Having painted the face with white on black, I used Photoshop to reverse the colours to black on white.


And then I took the original painting into two other apps I have and played around until I was happy with a new look, like this 'vintage' version.


This last version really interested me.  The filter I used on either Snapseed or Photogene (can't remember which), changed the painting into a pencil-type version that I hadn't even started with.

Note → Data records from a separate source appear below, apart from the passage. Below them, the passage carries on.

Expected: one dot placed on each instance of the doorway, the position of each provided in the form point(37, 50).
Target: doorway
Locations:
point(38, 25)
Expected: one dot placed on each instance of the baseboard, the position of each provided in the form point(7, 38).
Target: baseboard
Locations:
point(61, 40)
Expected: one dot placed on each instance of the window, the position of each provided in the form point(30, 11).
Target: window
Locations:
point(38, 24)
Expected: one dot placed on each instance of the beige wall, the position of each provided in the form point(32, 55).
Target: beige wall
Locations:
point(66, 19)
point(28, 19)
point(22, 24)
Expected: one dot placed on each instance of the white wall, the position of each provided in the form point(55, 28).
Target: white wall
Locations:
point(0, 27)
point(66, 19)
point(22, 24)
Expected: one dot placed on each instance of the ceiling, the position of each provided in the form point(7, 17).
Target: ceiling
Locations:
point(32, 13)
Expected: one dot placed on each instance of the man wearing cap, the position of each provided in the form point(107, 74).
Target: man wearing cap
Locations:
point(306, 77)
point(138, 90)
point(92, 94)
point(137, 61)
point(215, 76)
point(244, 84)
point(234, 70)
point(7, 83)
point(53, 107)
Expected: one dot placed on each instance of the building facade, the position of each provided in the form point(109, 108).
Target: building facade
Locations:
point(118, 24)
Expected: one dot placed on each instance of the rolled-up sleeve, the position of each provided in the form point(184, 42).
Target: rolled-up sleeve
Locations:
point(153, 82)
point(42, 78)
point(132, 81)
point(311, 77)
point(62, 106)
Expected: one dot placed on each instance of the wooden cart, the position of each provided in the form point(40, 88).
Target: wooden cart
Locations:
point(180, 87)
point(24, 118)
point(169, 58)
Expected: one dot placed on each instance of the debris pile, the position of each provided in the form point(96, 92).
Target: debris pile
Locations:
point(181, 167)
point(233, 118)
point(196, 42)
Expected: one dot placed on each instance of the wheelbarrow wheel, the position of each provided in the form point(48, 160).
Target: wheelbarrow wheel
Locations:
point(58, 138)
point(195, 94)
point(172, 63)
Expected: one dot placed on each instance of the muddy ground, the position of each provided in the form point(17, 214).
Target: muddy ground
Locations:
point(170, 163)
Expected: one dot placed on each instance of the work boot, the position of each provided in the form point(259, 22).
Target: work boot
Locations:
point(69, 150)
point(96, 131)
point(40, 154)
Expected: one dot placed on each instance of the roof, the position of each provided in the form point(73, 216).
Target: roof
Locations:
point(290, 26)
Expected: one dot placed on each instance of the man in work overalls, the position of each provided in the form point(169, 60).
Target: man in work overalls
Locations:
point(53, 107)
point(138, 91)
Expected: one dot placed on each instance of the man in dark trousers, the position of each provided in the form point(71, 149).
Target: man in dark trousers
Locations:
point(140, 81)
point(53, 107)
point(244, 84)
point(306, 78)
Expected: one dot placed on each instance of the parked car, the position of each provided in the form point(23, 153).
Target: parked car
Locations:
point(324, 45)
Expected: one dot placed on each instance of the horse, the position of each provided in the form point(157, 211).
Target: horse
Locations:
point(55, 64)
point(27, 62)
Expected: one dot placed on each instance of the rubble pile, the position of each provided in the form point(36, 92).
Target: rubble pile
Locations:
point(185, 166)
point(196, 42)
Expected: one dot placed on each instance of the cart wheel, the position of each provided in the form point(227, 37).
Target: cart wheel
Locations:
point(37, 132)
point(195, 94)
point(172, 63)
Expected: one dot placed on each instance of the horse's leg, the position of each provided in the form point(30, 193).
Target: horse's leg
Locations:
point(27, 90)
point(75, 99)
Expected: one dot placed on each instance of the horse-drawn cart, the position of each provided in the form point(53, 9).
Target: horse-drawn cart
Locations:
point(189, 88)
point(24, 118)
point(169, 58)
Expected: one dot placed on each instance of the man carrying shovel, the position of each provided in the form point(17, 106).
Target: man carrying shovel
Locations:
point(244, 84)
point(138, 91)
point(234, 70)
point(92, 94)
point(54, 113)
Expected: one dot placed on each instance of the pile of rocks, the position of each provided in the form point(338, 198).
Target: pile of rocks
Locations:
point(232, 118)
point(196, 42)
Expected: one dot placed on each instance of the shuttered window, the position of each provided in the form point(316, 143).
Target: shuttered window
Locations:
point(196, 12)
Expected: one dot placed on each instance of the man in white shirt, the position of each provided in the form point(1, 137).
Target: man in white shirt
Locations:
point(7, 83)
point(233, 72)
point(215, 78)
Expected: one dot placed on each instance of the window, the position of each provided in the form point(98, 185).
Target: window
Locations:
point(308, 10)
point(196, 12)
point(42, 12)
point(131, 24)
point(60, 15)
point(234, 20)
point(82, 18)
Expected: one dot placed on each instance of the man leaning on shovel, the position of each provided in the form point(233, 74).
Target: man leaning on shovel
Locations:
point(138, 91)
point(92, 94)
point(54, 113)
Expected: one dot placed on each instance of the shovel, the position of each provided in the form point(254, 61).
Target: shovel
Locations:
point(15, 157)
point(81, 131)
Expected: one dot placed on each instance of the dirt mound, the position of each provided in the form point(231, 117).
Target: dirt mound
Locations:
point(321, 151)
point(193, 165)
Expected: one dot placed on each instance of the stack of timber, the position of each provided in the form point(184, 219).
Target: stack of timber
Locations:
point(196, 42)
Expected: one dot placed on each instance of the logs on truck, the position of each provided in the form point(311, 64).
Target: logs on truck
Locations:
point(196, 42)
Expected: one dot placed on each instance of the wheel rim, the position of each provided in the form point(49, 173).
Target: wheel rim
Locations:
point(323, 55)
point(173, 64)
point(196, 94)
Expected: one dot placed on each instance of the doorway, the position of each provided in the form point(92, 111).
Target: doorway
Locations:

The patterns are not pre-planned, I just doodle as the mood takes me, and when I have finished they often look rather like Maori face tattoos, even though I don't start out with that intention.

Just one more - a montage of my three favourite versions:


Doing this painting and playing around with it was such fun.  And to think, every time Dev wanted to buy me an I-pad I kept saying I didn't want one.  How wrong I was!